In the Presence of Presents

I've been wanting to write about a new ism facet the Roo has been exhibiting lately, for lack of a more diplomatic way to say it, these last few weeks. I wanted to write about it because, frankly, the behavior drove me crazy, and I wanted someone to help me understand it, tell me if they've seen it in other kids, tell me how to make things more manageable.

Well. Today I went for a jog. I might have gotten a bit too woo and metaphor-happy in the fresh air because I started to see things in a new light as I sweat through the issue.

The problem confounding me has been how the Roo receives presents. It USED to be that if you calmly gave him just one surprise item of anything, including new underwear, he'd make big happy eyes at you and say, "Wow! Cool!" He was GOOD at "Thank you." Of course, if you bombarded him, say at Christmas or Hanukah or his birthday, he'd tear through stuff like a tornado and get all moody and run around overstimulated. Lately, a new wrinkle: even if Roo begs and begs and begs for one item, or if you surprise him with one item, when he gets it, he goes all crestfallen and dramatic, and he tantrums. It could be something you already know he loves, something cool he's never seen, or the exact object of his desire, and it doesn't matter. Full on sobbing ensues within minutes of getting the gift, whether it is wrapped or not, whether it's presented matter-of-factly or not. He always says you got him the wrong thing. He is always disappointed. It's happening often, at home and around others.
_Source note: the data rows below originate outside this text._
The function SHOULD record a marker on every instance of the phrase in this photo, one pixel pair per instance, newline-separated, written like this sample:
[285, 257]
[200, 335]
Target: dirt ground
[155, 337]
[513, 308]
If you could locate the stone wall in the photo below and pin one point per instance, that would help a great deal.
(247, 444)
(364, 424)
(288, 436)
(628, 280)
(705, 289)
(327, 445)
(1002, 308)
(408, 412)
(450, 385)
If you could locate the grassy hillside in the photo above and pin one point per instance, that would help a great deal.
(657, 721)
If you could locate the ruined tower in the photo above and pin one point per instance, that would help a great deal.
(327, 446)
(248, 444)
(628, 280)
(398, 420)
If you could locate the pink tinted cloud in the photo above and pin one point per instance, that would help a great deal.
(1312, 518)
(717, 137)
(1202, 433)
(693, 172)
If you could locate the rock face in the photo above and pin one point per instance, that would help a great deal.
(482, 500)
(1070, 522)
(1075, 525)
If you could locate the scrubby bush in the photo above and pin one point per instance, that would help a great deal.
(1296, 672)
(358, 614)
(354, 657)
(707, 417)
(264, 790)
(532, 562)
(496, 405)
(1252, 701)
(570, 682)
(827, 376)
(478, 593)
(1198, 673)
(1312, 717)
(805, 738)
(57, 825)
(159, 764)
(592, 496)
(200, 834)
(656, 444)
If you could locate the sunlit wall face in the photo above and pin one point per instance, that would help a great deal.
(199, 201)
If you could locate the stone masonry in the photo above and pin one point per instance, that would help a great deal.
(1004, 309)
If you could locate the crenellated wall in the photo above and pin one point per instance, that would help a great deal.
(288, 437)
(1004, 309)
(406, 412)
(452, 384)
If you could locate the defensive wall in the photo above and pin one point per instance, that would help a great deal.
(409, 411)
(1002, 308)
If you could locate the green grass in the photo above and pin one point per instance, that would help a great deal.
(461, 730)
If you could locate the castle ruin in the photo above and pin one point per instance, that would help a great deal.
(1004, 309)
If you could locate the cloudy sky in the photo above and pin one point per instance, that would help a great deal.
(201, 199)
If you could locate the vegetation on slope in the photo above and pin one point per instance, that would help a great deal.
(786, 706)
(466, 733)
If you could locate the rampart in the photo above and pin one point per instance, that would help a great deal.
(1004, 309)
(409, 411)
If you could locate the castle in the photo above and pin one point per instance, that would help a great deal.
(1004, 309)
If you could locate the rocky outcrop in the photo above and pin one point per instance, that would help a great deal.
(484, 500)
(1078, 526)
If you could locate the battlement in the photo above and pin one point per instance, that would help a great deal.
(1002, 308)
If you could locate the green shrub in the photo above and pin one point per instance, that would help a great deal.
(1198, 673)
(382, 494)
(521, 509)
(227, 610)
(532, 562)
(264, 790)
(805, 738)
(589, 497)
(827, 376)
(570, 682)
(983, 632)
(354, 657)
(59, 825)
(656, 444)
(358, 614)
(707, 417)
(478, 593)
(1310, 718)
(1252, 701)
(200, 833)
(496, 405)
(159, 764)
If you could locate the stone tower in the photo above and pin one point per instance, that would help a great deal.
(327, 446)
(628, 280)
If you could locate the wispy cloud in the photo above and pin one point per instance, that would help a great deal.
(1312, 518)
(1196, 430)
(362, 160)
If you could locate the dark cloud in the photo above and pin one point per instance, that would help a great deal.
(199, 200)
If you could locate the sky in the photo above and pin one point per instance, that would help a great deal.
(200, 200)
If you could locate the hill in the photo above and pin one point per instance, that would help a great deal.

So, I was starting to feel grumpy and bitter about this, all taken-for-granted style. Like I said, I was thinking how, well, annoying it was, and I was thinking pretty unhappily about autism. I wanted someone to justify my annoyed feelings and offer a remedy. Maybe part of me still feels a little like that, but I told you something all mushy came over me on my jog, so you know where I'm heading, and YOU know that I know that I might be stretching things, but at least it's working for me, this other perspective...

Maybe when the Roo gets something, it isn't some hugely bizarre thing to feel disappointment, because don't we NTs do that on a different scale? Aren't I, his mom, the tree the apple fell from, constantly wailing that nothing is ever good enough?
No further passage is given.